Why do so few Americans (and so many Europeans) believe in evolution?

 


A
mericans’
acceptance of evolution is remarkably lower than it is in Europe, Japan,
and many other nations.  Only one of 34 nations – Turkey –
has fewer believers in evolution, according to a survey taken in 2005
by Jon D. Miller (a political scientist at Michigan State) and colleagues.
    The
survey posed a simple question: Do you believe the statement “Human beings, as we know them,
developed from earlier species of animals” is true?
      About
40% of Americans said the statement was true – very consistent with
the Gallup results I reported yesterday.

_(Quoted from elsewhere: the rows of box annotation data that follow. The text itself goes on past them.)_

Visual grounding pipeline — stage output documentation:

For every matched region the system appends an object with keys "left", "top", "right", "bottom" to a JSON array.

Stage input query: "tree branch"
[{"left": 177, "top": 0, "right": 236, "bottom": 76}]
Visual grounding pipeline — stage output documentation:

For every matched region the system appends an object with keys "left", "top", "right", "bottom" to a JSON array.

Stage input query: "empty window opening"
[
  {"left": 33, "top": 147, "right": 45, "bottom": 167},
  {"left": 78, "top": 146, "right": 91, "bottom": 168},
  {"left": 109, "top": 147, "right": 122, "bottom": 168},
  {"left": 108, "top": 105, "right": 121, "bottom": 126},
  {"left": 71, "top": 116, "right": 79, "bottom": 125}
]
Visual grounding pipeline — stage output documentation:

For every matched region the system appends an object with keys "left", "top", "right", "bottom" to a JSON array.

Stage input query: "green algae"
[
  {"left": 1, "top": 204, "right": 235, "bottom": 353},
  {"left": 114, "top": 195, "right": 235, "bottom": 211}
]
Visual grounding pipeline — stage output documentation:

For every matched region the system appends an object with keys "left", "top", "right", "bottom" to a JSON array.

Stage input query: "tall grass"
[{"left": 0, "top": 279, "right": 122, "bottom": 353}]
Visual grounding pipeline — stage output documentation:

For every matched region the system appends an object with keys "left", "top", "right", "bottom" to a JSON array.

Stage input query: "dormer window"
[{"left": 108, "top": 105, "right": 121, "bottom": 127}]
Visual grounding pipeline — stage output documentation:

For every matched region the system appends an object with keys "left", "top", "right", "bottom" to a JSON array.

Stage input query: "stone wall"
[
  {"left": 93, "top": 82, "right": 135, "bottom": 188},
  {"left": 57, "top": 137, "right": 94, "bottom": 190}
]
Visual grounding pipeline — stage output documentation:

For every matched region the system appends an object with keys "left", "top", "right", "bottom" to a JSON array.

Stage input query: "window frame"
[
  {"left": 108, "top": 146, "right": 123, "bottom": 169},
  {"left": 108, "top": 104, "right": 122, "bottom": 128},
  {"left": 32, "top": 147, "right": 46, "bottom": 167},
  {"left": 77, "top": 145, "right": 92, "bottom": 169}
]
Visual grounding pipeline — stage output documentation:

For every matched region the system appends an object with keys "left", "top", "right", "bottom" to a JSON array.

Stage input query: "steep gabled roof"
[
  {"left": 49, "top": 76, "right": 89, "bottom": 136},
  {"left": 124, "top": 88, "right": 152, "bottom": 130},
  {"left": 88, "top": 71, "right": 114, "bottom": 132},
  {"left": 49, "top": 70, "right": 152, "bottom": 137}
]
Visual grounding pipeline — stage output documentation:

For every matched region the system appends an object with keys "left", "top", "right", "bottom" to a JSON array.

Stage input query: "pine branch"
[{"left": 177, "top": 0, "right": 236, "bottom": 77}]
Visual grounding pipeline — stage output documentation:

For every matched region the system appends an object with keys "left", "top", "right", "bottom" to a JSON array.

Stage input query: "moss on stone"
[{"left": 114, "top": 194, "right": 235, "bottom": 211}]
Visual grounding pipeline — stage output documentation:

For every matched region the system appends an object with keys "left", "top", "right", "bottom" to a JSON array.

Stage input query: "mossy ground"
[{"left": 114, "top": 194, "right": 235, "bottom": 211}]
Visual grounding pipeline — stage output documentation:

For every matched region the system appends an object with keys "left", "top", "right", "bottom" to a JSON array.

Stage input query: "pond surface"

About 30% of Turks felt the same way.  The only other nations with
less than 50% saying the statement is true are Cyprus, Latvia, and Lithuania.
      At
the other end, large majorities of all the nations of Western Europe
agree that human beings developed from earlier species of animals. 
Upwards of 80% of the peoples of Iceland, Denmark, Sweden, France, and
Japan (the only non-European nation included in the survey) said this
was true.
      There
are three chief reasons why Americans hold “exceptional” views about
evolution, according to Miller and colleagues:
      1. Protestant
fundamentalist religious beliefs in America – upholding the literalness of the
Bible and the story of creation in Genesis – are much stronger in
America, compared to Europe.
      2. Conservative
Americans with anti-abortion, pro-life views are much more likely to
reject evolution, compared to Europeans with similar views.
      3. Americans
with less understanding of genetics are less likely to accept evolution
as an explanation of the origins of life.
     
    Of
course, this is a barebones sketch of their analysis.  For details,
see the August 2006 issue of Science, where the results were published. 
National Geographic also showcased the findings (which you can see
here).

What
do you make of this cross-cultural comparison?  Did it surprise
you?
Or confirm what you already knew?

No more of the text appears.